I almost missed my ammonia spike, which would have made me wonder if it ever occurred and question if I had cycled my rock. Thus, why most people will recommend testing during the curing process. Also, Pukani by it's nature is very porous and you will hear people describe it as leaking phosphate. I don't necessarily subscribe to the rocks leach xyz, organic, but I do believe Pukani retains a tremendous amount of dead biological media and this leaches phosphate. This is more of the curing process, by curing the rock outside the display tank it is ultimately easier to manage unwanted organics with water changes or media before putting them into the display tank. IMO, it is much easier to reduce phosphate while curing, verses when it reappears in the form of nuisance algae in your aquarium later. I hope this helps and doesn't sound condescending. I too found cycling and curing confusing.

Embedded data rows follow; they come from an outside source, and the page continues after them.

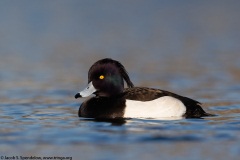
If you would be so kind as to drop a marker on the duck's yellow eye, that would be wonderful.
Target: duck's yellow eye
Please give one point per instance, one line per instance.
(101, 77)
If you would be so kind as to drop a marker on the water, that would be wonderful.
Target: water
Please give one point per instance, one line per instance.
(47, 47)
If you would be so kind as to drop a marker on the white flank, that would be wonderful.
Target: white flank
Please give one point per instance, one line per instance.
(163, 107)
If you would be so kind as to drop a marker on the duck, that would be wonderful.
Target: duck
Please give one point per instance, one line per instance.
(106, 81)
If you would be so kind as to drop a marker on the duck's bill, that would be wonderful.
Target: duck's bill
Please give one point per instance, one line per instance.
(90, 89)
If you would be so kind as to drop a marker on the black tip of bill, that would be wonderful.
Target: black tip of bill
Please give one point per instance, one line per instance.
(77, 95)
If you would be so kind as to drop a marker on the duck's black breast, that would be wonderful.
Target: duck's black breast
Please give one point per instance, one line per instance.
(103, 107)
(193, 107)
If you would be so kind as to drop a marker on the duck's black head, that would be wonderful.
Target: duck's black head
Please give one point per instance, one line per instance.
(106, 78)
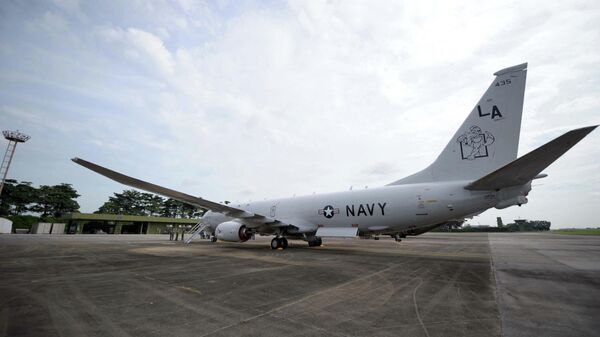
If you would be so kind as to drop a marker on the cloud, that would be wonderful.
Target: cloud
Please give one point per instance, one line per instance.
(275, 99)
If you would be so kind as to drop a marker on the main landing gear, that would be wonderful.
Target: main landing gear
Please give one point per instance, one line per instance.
(399, 236)
(315, 242)
(280, 242)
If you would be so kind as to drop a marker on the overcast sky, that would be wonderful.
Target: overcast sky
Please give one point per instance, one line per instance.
(246, 100)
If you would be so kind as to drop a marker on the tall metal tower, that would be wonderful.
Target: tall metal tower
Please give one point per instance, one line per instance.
(13, 137)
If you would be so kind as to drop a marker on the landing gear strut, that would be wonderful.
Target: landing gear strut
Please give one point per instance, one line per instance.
(315, 242)
(279, 243)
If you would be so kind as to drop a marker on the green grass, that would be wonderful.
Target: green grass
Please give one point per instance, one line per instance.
(577, 231)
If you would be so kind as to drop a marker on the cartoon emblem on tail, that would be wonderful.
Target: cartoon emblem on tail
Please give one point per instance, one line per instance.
(474, 143)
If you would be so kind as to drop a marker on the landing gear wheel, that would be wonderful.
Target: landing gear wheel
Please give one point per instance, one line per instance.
(315, 242)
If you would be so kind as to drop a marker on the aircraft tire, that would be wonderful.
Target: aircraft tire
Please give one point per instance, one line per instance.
(275, 243)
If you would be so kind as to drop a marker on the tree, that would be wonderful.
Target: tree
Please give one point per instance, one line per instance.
(55, 200)
(132, 202)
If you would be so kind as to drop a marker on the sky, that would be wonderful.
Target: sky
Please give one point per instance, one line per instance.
(247, 100)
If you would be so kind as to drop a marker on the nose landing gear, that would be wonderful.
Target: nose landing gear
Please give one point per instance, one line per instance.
(279, 242)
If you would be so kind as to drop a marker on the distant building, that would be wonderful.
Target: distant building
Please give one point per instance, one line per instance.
(86, 223)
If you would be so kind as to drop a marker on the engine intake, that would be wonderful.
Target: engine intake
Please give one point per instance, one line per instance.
(233, 232)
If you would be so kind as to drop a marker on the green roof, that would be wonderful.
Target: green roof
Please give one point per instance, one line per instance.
(128, 218)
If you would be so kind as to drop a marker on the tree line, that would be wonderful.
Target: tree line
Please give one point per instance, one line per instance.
(21, 198)
(48, 201)
(132, 202)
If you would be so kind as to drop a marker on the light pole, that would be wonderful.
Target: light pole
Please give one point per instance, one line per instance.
(13, 137)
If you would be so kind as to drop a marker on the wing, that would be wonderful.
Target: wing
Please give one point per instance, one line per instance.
(188, 199)
(526, 168)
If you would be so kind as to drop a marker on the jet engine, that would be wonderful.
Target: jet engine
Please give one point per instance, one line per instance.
(518, 200)
(233, 232)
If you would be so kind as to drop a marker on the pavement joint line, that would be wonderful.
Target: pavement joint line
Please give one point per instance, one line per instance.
(417, 306)
(246, 320)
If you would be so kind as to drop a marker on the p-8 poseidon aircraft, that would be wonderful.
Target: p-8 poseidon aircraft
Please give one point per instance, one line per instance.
(477, 170)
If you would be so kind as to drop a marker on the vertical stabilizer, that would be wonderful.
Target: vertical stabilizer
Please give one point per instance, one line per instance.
(488, 139)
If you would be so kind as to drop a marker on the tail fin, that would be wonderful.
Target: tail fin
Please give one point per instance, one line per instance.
(488, 139)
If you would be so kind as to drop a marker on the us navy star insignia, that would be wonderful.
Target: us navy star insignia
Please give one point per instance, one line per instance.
(328, 211)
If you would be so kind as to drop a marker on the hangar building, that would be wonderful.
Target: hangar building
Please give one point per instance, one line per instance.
(88, 223)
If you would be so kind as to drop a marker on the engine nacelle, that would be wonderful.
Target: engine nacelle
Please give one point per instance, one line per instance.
(232, 231)
(518, 200)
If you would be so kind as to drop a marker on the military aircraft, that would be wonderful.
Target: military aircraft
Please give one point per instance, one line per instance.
(477, 170)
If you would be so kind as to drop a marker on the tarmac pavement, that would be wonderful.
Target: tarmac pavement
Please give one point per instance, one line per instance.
(435, 284)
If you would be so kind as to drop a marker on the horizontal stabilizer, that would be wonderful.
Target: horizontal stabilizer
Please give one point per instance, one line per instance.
(526, 168)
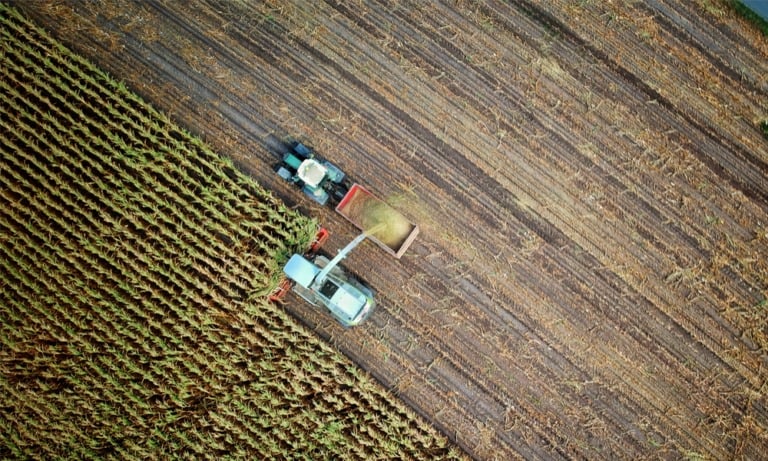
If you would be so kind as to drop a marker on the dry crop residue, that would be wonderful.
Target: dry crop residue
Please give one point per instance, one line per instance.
(589, 178)
(135, 264)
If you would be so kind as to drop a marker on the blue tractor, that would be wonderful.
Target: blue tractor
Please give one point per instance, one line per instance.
(318, 178)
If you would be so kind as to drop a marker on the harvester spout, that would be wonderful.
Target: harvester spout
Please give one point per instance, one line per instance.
(345, 251)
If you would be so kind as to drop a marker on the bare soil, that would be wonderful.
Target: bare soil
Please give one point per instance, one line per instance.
(590, 179)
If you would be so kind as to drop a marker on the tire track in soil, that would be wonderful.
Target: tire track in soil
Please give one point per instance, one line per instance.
(742, 178)
(410, 122)
(569, 271)
(653, 211)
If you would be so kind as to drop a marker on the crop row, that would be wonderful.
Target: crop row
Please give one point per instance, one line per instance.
(134, 263)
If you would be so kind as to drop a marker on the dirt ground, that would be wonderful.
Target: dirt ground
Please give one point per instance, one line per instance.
(590, 179)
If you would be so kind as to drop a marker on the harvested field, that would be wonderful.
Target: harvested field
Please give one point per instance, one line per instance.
(134, 269)
(590, 179)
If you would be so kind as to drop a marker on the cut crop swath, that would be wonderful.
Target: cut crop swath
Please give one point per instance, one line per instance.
(134, 263)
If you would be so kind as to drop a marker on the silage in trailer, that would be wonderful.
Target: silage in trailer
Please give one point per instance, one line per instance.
(134, 264)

I believe this came about because of the use of dry rock, which requires curing, verses the live rock we used to use, which required cycling.
 
Should I worry about removing all the dead worm skeletons before begining my cycle? I used a pressure washer to remove as much as I could without blasting the rocks to bits. Should I not use rocks with excessive worm skeletons?
 
I soaked my pukani in a watered-down vinegar bath for three days and swished them in the water whenever I walked by them. The amount of sponges, crab-bits, softened feather worm casings, and random gunk that came out was amazing. I know I didn't get it all out, but the less organics you have decomposing in their the better, I suppose.
 
You should be testing (ammonia, nitrite, and nitrate, also phosphate) as the rock is curing; because, it can begin to cycle while in the curing stage. The dead organisms on and within the rock kick off the nitrogen process, which encourages beneficial bacterial growth (cycling). You should see an expected order of organics: ammonia, nitrites and then nitrates, each of these represent a different form of bacteria now processing an organic compound in the water. Once this happens you can add the rock to your tank, and start slowly with live stock. Remember it takes time for the bacteria to grow and compensate for the higher organic loads of our tank additions.

I almost missed my ammonia spike, which would have made me wonder if it ever occurred and question if I had cycled my rock. Thus, why most people will recommend testing during the curing process. Also, Pukani by it's nature is very porous and you will hear people describe it as leaking phosphate. I don't necessarily subscribe to the rocks leach xyz, organic, but I do believe Pukani retains a tremendous amount of dead biological media and this leaches phosphate. This is more of the curing process, by curing the rock outside the display tank it is ultimately easier to manage unwanted organics with water changes or media before putting them into the display tank. IMO, it is much easier to reduce phosphate while curing, verses when it reappears in the form of nuisance algae in your aquarium later. I hope this helps and doesn't sound condescending. I too found cycling and curing confusing. I believe this came about because of the use of dry rock, which requires curing, verses the live rock we used to use, which required cycling.

Thanks for the PM. I couldn't reply, don't have privilege yet but wanted to say thx for info.